Döring, Markus wrote:
Roger,
I really think its time to discuss the issue of indexers and searchable providers. And I have to say I mostly do agree with your analysis, although consequently this would mean to abandon our DiGIR, BioCASE and TAPIR protocols. Instead we could go for OAI or any other similar standard. Or we could create our own minimal TDWG sync protocol to retrieve lists of changed records.
I am glad you understand what I was driving at.
Historically we created search protocols to avoid central caches; mainly not to scare providers, to convince them to publish their data so that they are keeping control of it. But that argument is probably gone by now.
I think that argument still exists. The motivation to demonstrate data ownership remains and mustn't be forgotten.
Although there is the need to discuss these things in the architecture group, we should be careful that TDWG will not become a synonym for GBIF. How people are using TDWG standards should be left open to some degree.
I see the GBIF data portal as potentially ephemeral (sorry Donald). It is also a very general indexer that will never meet all needs. The question is why there are not more data portals? I would argue that we need to make it as easy as possible for people to set up 'competitors' to GBIF. This implies an easy ability to crawl providers in some way.
Someone might want to set up searchable providers, others not. >From my feeling I guess this might actually be different depending on the kind of data (objects) they are exchanging.
Yes this is my point. We should separate the notion of publishing your data from providing associated search/query services for your data. A data owner may choose to provide both but they may also not.
As it looks to me we currently cannot create a reliable and fast fully distributed system. So the initial DiGIR and Co dream has somehow failed. For a small number of providers with a good server infrastructure and relatively small data its a different thing though. But in general for many if not all applications we will have to have some kind of local cache.
I take it you mean a system base on federated searches. This will no doubt remain problematic - indexes (not complete data caches) will be needed - even if they are hidden to consuming applications.
A huge warehouse keeping all our data is quite challenging though. I doubt we could fill a single system with all our thousands of concepts and 100 millions of records. In RDF we will end up with several billions of triples! But as soon as we start selecting subsets of relevant attributes (concepts), interpret incoming data to harmonize it or to remove "obvious" errors, we render the cache useless for other applications. Updating intervalls and reliability are also issues that freak out clients. So in the worst case we might end up having a seperate cache for every different application. So the heavy burden of indexing becomes a problem for most of our clients! I am not suggesting that this is wrong, but I dont think the indexing problem will only touch a few.
Indexes are really quite different from data warehouses.
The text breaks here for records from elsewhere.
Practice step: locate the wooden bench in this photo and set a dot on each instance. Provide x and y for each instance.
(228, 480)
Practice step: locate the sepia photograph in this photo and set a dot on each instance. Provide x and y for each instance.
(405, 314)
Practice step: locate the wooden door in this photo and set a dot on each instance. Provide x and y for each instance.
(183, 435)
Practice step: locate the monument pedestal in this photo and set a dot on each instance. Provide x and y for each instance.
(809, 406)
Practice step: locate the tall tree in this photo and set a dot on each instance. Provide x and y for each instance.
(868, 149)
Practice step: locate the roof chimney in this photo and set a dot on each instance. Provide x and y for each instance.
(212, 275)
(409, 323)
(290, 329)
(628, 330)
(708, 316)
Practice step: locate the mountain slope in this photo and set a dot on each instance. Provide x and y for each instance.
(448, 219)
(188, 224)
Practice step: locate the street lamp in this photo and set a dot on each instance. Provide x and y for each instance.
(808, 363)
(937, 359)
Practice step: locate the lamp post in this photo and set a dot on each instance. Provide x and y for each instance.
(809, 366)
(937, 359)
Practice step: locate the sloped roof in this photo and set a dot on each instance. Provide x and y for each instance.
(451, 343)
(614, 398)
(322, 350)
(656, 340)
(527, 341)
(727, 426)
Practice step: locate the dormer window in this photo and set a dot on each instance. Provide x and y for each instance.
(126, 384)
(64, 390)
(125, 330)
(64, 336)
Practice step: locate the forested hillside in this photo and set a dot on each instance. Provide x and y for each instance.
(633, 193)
Indexes contain ephemeral copies of (meta)data arranged in a convenient ways. Warehouses store data for the long term in ways that are efficient for storage/retrieval rather than searching. You warehouse data when you think you might need it in the future but it isn't currently operationally important. My bank probably has my statements from 10 years ago in a data warehouse somewhere but they are not easily accessible to me or bank employees. My statement from last month is indexed and available within a fraction of a second though.
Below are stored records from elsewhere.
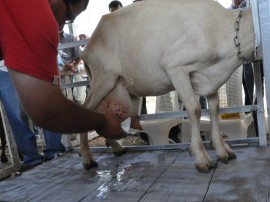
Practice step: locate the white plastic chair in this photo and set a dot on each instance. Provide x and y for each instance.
(158, 130)
(235, 127)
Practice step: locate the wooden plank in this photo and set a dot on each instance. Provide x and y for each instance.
(180, 182)
(243, 179)
(127, 177)
(42, 181)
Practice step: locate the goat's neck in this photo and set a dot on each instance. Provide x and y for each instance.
(247, 35)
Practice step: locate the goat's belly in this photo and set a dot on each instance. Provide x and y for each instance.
(116, 103)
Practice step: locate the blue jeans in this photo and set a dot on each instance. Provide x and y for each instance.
(18, 120)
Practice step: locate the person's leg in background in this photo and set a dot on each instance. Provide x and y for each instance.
(53, 144)
(24, 137)
(143, 135)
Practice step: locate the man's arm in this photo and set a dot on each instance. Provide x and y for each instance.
(47, 107)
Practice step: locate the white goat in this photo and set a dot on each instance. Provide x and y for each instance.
(155, 46)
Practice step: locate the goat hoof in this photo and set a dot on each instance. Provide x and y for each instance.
(213, 164)
(117, 153)
(87, 166)
(203, 169)
(232, 155)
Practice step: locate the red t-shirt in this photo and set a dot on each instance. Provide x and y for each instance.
(29, 37)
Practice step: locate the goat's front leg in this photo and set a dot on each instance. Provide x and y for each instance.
(88, 159)
(223, 150)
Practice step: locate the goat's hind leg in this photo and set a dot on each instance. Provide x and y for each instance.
(88, 159)
(223, 150)
(182, 84)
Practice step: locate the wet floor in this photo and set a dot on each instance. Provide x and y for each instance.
(162, 175)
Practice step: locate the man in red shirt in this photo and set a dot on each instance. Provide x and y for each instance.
(28, 44)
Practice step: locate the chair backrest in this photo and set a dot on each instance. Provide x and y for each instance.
(234, 92)
(167, 102)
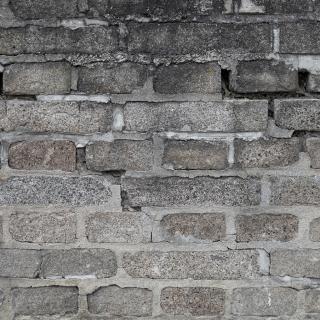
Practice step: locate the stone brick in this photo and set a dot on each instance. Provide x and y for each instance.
(18, 263)
(192, 227)
(264, 301)
(197, 301)
(296, 263)
(43, 155)
(315, 230)
(205, 191)
(128, 227)
(64, 117)
(266, 227)
(37, 78)
(40, 227)
(193, 155)
(215, 116)
(54, 300)
(265, 153)
(121, 301)
(73, 191)
(264, 76)
(188, 78)
(77, 263)
(120, 155)
(212, 265)
(298, 114)
(289, 191)
(100, 78)
(199, 38)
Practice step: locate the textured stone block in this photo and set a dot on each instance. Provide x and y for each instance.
(54, 300)
(43, 155)
(77, 263)
(193, 155)
(197, 301)
(37, 78)
(188, 78)
(225, 116)
(264, 76)
(128, 227)
(192, 227)
(296, 263)
(213, 265)
(100, 78)
(264, 301)
(40, 227)
(120, 155)
(121, 301)
(176, 191)
(266, 227)
(265, 153)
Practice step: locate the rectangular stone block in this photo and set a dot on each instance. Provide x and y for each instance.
(266, 153)
(304, 263)
(203, 191)
(37, 78)
(212, 265)
(215, 116)
(264, 76)
(78, 263)
(188, 78)
(100, 78)
(196, 301)
(43, 155)
(199, 38)
(195, 155)
(120, 155)
(264, 301)
(121, 301)
(266, 227)
(18, 263)
(127, 227)
(38, 301)
(40, 227)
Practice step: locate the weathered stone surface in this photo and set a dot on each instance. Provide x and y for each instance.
(197, 301)
(296, 263)
(192, 227)
(124, 78)
(66, 117)
(43, 155)
(188, 78)
(266, 153)
(215, 265)
(175, 191)
(121, 301)
(198, 38)
(225, 116)
(193, 155)
(264, 76)
(18, 263)
(77, 263)
(120, 155)
(298, 114)
(54, 300)
(289, 191)
(37, 78)
(73, 191)
(40, 227)
(266, 227)
(264, 301)
(128, 227)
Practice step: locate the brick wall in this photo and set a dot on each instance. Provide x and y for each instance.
(160, 159)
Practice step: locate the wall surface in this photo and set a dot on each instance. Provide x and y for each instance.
(160, 159)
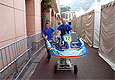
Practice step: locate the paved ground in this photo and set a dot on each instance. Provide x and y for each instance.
(90, 67)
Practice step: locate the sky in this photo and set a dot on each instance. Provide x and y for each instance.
(77, 4)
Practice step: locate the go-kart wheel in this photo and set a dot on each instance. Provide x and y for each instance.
(75, 69)
(48, 55)
(55, 69)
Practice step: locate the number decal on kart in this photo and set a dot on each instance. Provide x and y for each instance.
(67, 38)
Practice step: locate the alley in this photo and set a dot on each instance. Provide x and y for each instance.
(90, 67)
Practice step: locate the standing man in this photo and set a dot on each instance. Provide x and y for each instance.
(47, 34)
(64, 28)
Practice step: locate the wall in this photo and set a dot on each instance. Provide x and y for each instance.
(33, 17)
(12, 21)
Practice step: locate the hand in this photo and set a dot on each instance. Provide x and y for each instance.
(45, 38)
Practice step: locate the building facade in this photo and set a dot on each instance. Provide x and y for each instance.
(19, 18)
We should try an differentiate between indexing services and warehousing services both of which might be important.
Searchable providers allow us to do tests in advance and create ad-hoc networks that dont need central infrastructures.
ad-hoc networks could be provided by setting up indexers that just crawl a small number of suppliers but I appreciate your point.
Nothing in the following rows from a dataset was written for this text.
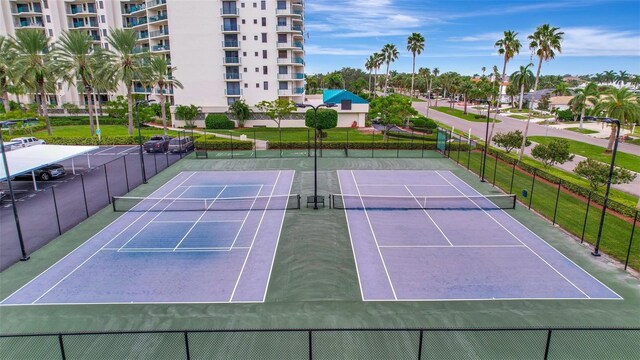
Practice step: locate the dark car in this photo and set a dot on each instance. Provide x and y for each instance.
(182, 144)
(157, 143)
(46, 173)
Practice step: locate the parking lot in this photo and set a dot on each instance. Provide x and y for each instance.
(59, 204)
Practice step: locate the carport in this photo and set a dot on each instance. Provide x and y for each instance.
(25, 160)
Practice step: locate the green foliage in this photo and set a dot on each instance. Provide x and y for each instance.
(554, 152)
(510, 140)
(597, 173)
(218, 121)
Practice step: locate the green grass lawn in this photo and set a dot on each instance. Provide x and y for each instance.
(628, 161)
(460, 114)
(582, 131)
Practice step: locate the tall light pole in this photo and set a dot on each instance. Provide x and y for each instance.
(23, 250)
(315, 147)
(606, 194)
(141, 102)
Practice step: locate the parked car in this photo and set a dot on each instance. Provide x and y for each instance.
(46, 173)
(183, 144)
(157, 143)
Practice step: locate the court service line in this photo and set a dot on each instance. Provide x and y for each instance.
(429, 216)
(200, 218)
(375, 239)
(273, 258)
(255, 235)
(105, 245)
(541, 239)
(245, 218)
(517, 238)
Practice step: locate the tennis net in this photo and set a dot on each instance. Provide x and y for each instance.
(381, 202)
(145, 204)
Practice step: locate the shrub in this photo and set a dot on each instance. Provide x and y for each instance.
(218, 121)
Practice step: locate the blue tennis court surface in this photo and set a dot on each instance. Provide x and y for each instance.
(207, 236)
(461, 247)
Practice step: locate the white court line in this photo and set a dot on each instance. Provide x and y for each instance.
(517, 238)
(247, 216)
(103, 246)
(255, 235)
(273, 258)
(375, 239)
(541, 239)
(430, 218)
(200, 218)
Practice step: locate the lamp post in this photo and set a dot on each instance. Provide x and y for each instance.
(23, 250)
(606, 194)
(486, 138)
(315, 147)
(141, 102)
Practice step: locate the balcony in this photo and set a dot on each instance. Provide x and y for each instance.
(232, 92)
(229, 12)
(231, 60)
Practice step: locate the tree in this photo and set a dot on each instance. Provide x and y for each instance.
(159, 73)
(276, 110)
(392, 110)
(545, 41)
(415, 45)
(510, 140)
(509, 46)
(554, 152)
(126, 63)
(241, 111)
(597, 173)
(390, 54)
(33, 64)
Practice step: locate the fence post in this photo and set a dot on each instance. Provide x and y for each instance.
(548, 344)
(186, 345)
(55, 207)
(555, 210)
(633, 229)
(586, 215)
(61, 343)
(533, 185)
(84, 193)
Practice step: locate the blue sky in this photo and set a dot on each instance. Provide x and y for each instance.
(460, 34)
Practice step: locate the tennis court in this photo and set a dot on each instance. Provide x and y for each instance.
(427, 235)
(204, 236)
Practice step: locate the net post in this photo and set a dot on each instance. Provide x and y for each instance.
(633, 229)
(586, 218)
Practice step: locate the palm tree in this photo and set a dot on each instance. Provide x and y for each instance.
(126, 64)
(618, 104)
(509, 46)
(524, 80)
(75, 56)
(545, 41)
(415, 45)
(390, 54)
(33, 65)
(160, 74)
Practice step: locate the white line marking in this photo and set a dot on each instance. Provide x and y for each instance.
(430, 218)
(375, 239)
(103, 246)
(200, 218)
(517, 238)
(255, 235)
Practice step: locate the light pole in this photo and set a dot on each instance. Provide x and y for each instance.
(315, 147)
(486, 138)
(23, 250)
(139, 102)
(606, 194)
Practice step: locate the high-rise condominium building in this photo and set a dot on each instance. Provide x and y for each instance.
(223, 50)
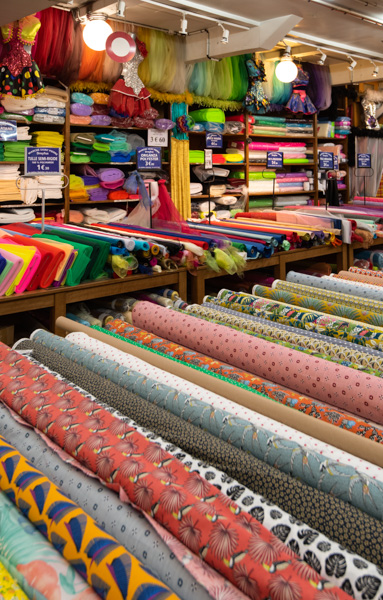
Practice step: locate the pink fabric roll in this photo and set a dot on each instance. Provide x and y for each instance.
(357, 392)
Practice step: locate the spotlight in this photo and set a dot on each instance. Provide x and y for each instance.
(352, 64)
(322, 58)
(375, 72)
(184, 25)
(286, 71)
(225, 34)
(96, 31)
(120, 8)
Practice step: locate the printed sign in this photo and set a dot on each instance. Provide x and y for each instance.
(364, 161)
(326, 160)
(158, 138)
(42, 161)
(208, 159)
(149, 158)
(214, 140)
(274, 160)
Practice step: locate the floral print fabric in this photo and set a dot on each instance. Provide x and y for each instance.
(243, 379)
(319, 472)
(35, 564)
(351, 390)
(231, 541)
(272, 334)
(9, 588)
(328, 307)
(128, 360)
(338, 520)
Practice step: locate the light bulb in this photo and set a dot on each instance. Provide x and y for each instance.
(286, 71)
(96, 32)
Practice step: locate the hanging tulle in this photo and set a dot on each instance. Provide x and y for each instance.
(140, 215)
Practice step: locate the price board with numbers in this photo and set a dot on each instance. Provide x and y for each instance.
(42, 161)
(158, 138)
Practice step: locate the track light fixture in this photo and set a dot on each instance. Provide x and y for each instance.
(225, 34)
(352, 64)
(184, 25)
(120, 8)
(322, 58)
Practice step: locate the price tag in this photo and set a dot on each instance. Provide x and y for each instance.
(157, 138)
(8, 131)
(149, 158)
(274, 160)
(214, 140)
(326, 160)
(42, 161)
(364, 161)
(208, 159)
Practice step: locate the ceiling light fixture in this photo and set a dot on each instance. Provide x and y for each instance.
(322, 58)
(96, 31)
(286, 71)
(184, 25)
(121, 8)
(352, 64)
(225, 34)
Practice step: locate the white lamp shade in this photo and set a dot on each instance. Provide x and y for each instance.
(286, 71)
(96, 33)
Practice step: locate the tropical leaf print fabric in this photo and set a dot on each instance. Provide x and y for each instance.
(234, 544)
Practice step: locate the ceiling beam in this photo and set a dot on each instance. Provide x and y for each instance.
(256, 39)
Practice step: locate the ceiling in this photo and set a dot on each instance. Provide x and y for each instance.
(317, 24)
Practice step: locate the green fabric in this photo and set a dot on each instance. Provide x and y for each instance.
(76, 272)
(100, 252)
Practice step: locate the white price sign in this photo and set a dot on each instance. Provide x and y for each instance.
(158, 138)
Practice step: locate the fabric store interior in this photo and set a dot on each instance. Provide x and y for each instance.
(191, 300)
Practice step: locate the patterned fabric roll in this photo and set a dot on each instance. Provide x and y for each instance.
(272, 334)
(318, 509)
(323, 306)
(242, 379)
(9, 588)
(350, 390)
(330, 295)
(311, 468)
(230, 541)
(316, 549)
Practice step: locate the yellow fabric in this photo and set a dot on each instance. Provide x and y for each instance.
(9, 588)
(79, 535)
(180, 177)
(26, 253)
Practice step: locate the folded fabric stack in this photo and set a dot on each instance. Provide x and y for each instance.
(15, 151)
(8, 187)
(280, 126)
(50, 139)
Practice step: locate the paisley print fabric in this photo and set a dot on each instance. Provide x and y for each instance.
(37, 566)
(351, 390)
(250, 416)
(272, 334)
(243, 379)
(232, 542)
(331, 284)
(9, 588)
(336, 519)
(319, 472)
(374, 306)
(358, 333)
(328, 307)
(317, 550)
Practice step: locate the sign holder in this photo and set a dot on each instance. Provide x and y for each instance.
(365, 177)
(41, 188)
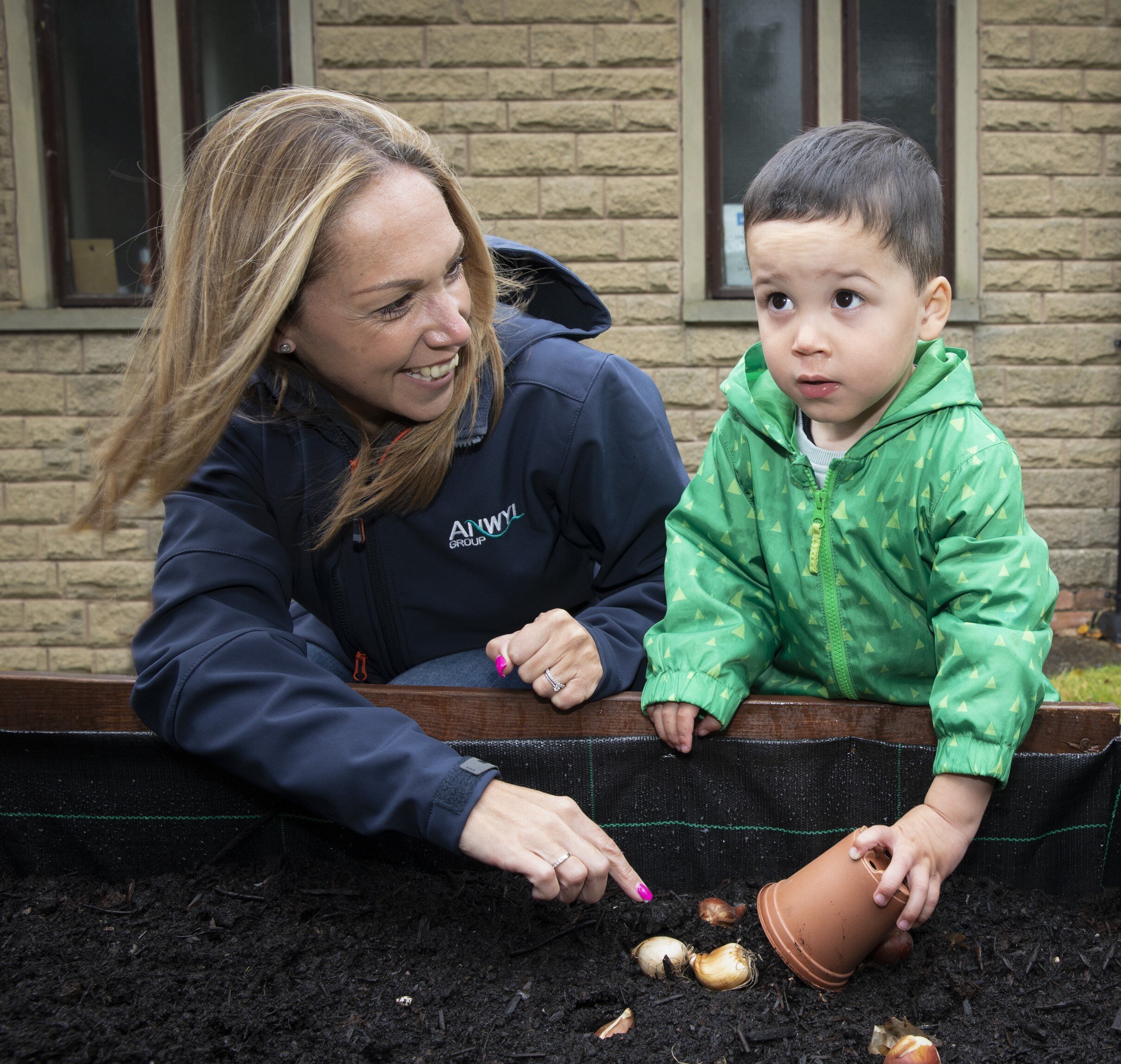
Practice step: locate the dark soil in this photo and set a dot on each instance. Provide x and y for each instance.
(1077, 652)
(371, 963)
Many providers are currently being convinced to publish their data just because we bundle local portals with the software. They immediately have a search interface on the web which is also great for local networks especially in smaller institutions with little IT resources. This is only possible via the generic search interface we are providing with DiGIR, BioCASE or TAPIR.
This is a very good point.
From a pure technical point I would probably argue for LSIDs, RDF and OAI. But if you think about the consequences, it would mean starting from scratch. Its a huge change and I cant think of much that would stay the same. I am afraid that we simply cant cope with that and by the time we are close to having a productive system it turns out there are better ways of doing this. Maybe distributed XQuery is simple to use by then? or a SPARQL server in front of our providers is easy to set up and fast to use? Or GRID is finally taking over all of us! who knows.
This is what the TAG is for. We need to look ahead and steer. I would not advocated scrapping things that are useful.
So for sure we have to address all the issues in a wider audience. Many people outside the TAG or GUID group are not aware of the proposed changes and would be really suprised to know about the consequences. Still I hope we can make a transition to RDF at some point. Maybe the solution lies in the combinations of both technologies for some time? Integrating TAPIR, LSID resolution and OAI(?) into DiGIR2, PyWrapper and the GBIF Indexing would smooth transition.
There currently no proposed changes though most people are joining the dots and reaching the same conclusions about where we might need to head. The role of the TAG meeting is to kick off the process of making and justifying some proposals.